Although these may seem aggressive estimates, the expected impact on banks is relatively small .

However, do not forget that these exercises are theoretical and, like everything else, reality often shows unexpected effects. But the exercise is important.

Do not expect the credit will grow dramatically because banks pass the theoretical examination of the stress tests.

Although the level of private credit has begun to recover slowly, with an expected growth of 0.5% to the private-sector, 4.4 billion euros in 2014 -, the European Union remains, by far, the most bloated financial system in the OECD.

  • European banks are the most intervened, regulated ans State-controlled of the OECD. Not only due to the weight of public sector banks, but because of the disastrous intervention in the M&A and divestment processes , with governments pushing to lend at all costs. let’s not forget the “crowding out” effect of government debt versus households and businesses, encouraging the purchase of sovereign debt through regulation, as explained here  and in English here.
  • In Europe the banks finance 80% of the real economy , while in the U.S. is about 30%.
  • Total assets of the banking system of the euro area accounted for 349% of GDP in 2013 . A reduction of 12% since 2008. Much higher than the U.S. or Japan (Chart courtesy of Merrill Lynch) figure. While it is true that part of it is because European banks have more deposits, it shows a bloated banking system.

  • Additional credit expansion is not the solution , as we forget where we came from … A brutal credit growth since 2001, as the graph below shows (mdbriefing.com). Morgan Stanley estimates that European banks have sold or refinanced only between 20 and 25% of the 700 billion of non-performing loans that the regulation required them to urgently address in 2014.

Banks cannot drink and sing at the same time. It is impossible to strengthen balance sheets, avoid taking excessive risks while lending like 2008 just because we think that credit is the solution. First because they can’t and second because they shouldn’t.

The stress tests of 2014 are not the same as those of 2011. European banks have improved.  Non-performing loans are expected to be reduced in 2014 while operating profit is estimated to be up 4.2% after three years of decline . The risks still exist, but it is not as severe as it was in 2011. Forcing to lend at any cost is a great danger.

Liquidity injections by the ECB do not solve a key problem. Where do we put all that money?  Europe has an average of 25% industrial overcapacity. When I asked on CNBC a senior manager of the ECB where they thought they were going to invest 400 billion euros of TLTRO, he failed to give me a single key sector where those funds would be deployed.
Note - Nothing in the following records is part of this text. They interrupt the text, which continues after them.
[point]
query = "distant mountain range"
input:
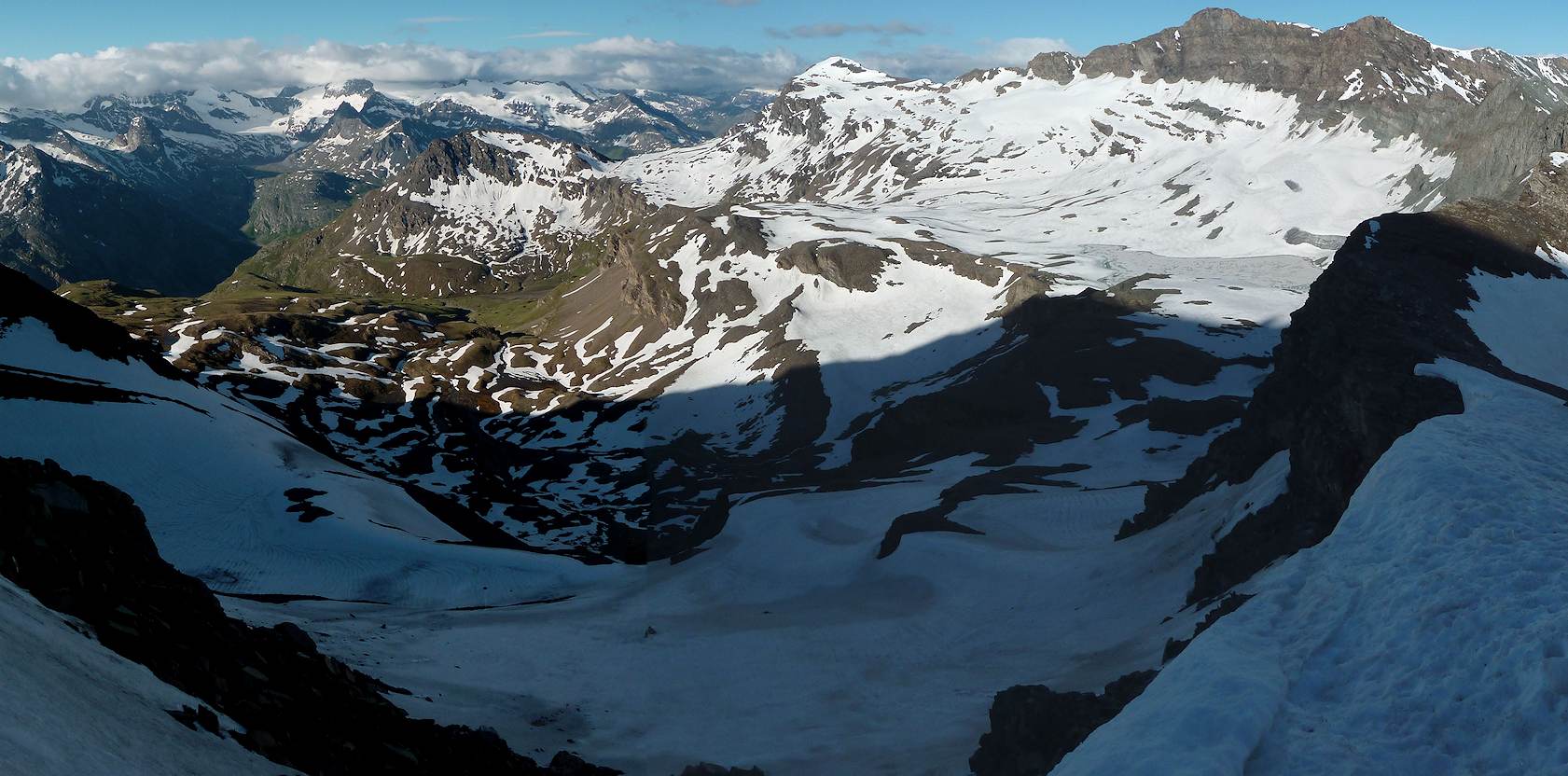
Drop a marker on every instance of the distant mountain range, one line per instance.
(1192, 405)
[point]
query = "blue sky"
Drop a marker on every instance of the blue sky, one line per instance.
(36, 29)
(57, 59)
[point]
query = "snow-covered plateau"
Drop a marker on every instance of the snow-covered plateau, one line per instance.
(1167, 367)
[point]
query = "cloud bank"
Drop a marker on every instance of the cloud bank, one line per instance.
(68, 80)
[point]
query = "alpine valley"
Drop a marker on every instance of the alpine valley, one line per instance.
(1195, 405)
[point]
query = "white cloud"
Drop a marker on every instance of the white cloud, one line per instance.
(840, 30)
(548, 34)
(64, 82)
(68, 80)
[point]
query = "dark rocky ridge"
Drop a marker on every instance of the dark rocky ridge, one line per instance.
(62, 221)
(1337, 400)
(1034, 727)
(1339, 397)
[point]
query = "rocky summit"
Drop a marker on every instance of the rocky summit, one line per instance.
(1190, 405)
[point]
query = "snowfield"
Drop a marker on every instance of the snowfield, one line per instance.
(1424, 635)
(71, 707)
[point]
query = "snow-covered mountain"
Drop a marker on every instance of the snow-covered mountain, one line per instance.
(262, 168)
(1087, 381)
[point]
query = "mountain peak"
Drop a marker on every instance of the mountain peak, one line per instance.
(140, 135)
(350, 87)
(844, 69)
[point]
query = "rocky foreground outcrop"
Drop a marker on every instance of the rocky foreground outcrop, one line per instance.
(1344, 388)
(82, 547)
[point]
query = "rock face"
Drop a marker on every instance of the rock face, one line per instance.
(82, 549)
(1032, 727)
(483, 211)
(1339, 397)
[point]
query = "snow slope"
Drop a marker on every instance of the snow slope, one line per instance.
(214, 477)
(1424, 635)
(71, 707)
(1021, 163)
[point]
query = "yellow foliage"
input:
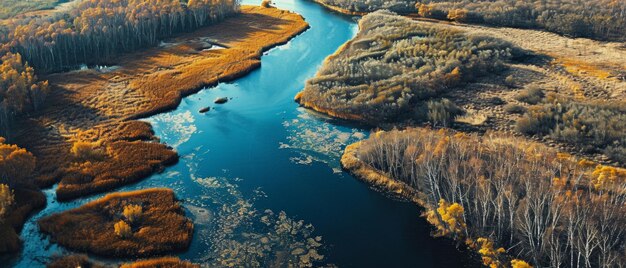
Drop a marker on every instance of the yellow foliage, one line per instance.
(604, 176)
(122, 229)
(86, 150)
(6, 200)
(520, 264)
(448, 218)
(132, 212)
(490, 256)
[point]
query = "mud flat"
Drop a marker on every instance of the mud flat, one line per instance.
(93, 227)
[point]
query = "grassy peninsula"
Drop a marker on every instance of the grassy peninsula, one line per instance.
(85, 136)
(129, 224)
(79, 127)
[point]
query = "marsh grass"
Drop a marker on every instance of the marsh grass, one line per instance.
(90, 228)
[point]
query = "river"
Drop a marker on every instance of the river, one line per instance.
(259, 164)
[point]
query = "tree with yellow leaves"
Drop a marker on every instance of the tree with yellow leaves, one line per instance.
(6, 200)
(520, 264)
(16, 164)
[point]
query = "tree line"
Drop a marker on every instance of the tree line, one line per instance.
(592, 126)
(598, 19)
(92, 32)
(541, 206)
(395, 65)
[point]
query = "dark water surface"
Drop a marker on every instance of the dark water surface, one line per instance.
(246, 161)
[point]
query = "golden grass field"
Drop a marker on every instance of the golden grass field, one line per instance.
(100, 108)
(90, 228)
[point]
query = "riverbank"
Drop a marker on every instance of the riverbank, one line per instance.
(141, 218)
(455, 177)
(96, 108)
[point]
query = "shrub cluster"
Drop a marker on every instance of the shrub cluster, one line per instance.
(591, 126)
(16, 165)
(91, 32)
(600, 19)
(6, 201)
(542, 206)
(395, 65)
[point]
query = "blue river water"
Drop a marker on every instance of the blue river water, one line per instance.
(261, 178)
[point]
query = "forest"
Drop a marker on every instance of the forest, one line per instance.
(92, 32)
(591, 126)
(598, 19)
(495, 191)
(395, 65)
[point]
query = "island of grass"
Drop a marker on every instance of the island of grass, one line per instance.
(86, 137)
(395, 66)
(131, 224)
(597, 19)
(83, 261)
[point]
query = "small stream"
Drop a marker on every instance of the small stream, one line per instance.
(258, 164)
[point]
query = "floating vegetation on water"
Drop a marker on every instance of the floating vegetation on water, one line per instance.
(176, 128)
(317, 140)
(241, 235)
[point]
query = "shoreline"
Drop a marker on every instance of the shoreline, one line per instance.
(100, 107)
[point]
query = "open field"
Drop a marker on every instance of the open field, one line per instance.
(93, 227)
(581, 69)
(11, 8)
(483, 189)
(93, 111)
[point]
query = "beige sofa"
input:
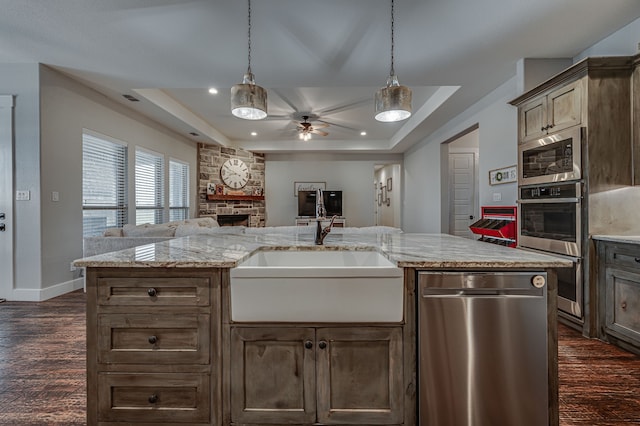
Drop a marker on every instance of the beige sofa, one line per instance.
(114, 239)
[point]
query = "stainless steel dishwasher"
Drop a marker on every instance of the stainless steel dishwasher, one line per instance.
(482, 348)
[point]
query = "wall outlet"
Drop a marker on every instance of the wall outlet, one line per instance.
(23, 195)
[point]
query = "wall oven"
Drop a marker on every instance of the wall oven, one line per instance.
(554, 158)
(550, 220)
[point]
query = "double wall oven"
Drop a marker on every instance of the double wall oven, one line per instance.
(550, 192)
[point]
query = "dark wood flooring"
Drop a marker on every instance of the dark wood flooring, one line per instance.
(42, 370)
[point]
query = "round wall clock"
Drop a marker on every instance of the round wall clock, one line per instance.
(234, 173)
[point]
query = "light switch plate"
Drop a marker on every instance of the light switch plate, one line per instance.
(23, 195)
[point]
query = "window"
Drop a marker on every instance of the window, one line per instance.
(104, 184)
(178, 190)
(149, 187)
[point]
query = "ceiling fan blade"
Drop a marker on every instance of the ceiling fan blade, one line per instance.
(331, 123)
(339, 108)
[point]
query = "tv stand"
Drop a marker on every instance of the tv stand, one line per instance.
(340, 221)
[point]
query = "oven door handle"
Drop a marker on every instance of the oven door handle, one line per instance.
(549, 200)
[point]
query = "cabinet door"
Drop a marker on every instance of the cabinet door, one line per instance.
(533, 119)
(564, 107)
(622, 316)
(273, 375)
(359, 374)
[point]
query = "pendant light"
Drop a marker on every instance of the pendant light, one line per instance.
(393, 102)
(248, 100)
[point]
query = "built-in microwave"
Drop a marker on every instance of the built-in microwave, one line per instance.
(554, 158)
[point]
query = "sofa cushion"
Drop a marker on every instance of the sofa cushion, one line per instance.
(188, 229)
(113, 232)
(149, 230)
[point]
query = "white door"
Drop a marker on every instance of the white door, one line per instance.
(462, 193)
(6, 196)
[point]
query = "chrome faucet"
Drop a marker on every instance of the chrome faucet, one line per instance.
(321, 212)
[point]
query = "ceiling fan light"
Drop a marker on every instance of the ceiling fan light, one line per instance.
(393, 103)
(248, 100)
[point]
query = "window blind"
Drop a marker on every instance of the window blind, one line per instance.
(178, 190)
(149, 178)
(104, 184)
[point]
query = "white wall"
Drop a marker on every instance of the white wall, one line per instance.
(352, 174)
(497, 134)
(21, 80)
(49, 158)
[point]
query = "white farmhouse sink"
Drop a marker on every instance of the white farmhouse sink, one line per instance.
(317, 286)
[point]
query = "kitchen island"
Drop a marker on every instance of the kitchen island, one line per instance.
(162, 347)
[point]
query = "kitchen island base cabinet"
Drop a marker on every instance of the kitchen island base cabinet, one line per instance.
(153, 344)
(619, 294)
(317, 375)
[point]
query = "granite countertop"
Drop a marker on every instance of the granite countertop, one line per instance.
(629, 239)
(405, 249)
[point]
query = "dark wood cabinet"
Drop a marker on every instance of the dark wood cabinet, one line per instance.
(153, 339)
(323, 375)
(619, 294)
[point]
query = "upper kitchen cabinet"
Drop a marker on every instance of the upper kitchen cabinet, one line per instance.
(559, 109)
(635, 96)
(594, 94)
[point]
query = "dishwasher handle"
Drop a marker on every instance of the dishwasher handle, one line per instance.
(480, 292)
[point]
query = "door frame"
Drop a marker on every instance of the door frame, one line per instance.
(445, 183)
(6, 196)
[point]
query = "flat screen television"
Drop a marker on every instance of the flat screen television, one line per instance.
(307, 203)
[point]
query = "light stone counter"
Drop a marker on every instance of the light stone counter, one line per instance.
(405, 249)
(629, 239)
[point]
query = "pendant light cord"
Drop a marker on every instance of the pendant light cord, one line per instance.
(249, 38)
(392, 73)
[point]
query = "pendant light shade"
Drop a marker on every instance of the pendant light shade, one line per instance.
(393, 102)
(248, 100)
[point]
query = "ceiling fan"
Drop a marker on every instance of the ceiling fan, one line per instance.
(306, 129)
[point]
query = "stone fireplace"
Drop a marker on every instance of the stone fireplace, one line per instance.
(233, 204)
(233, 219)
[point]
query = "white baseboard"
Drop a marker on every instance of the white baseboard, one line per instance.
(42, 294)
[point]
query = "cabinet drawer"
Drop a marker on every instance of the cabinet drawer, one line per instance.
(623, 303)
(628, 257)
(140, 291)
(154, 339)
(154, 398)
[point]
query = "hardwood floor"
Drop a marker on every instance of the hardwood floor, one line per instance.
(42, 370)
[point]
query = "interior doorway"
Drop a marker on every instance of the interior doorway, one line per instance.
(460, 182)
(6, 196)
(387, 199)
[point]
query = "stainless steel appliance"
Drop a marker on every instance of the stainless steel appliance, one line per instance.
(482, 348)
(554, 158)
(551, 220)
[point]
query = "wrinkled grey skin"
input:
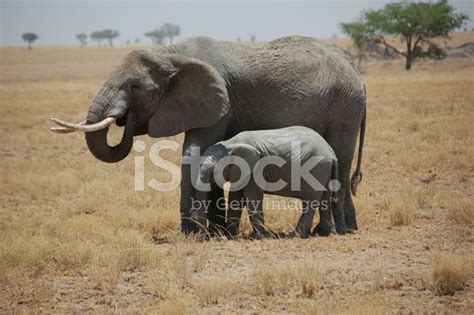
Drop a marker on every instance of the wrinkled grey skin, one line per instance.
(212, 90)
(252, 147)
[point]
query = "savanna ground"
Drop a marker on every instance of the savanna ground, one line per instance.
(76, 237)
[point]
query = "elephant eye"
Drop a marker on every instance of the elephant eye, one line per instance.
(135, 87)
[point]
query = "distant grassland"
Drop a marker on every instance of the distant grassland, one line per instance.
(76, 237)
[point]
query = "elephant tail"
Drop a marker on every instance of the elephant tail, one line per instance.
(357, 175)
(334, 180)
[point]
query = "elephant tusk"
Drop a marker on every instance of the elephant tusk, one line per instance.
(83, 127)
(65, 129)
Credit is growing again, but it should not reach the levels of 2004 to 2010 again. As Von Mises said, “no one should expect that any logical argument or any experience could ever shake the almost religious fervor of those who believe in salvation through spending and credit expansion.” 

I’m afraid that with negative deposit rates, liquidity injections and stimuli, we aim to re-ignite the credit bubble before the European banking system recovers its strength. Then, when it bursts, we will surely blame the ‘free market’… and de-regulation. 

Important Disclaimer: All of Daniel Lacalle’s views expressed in his books and this blog are strictly personal and should not be taken as buy or sell recommendations.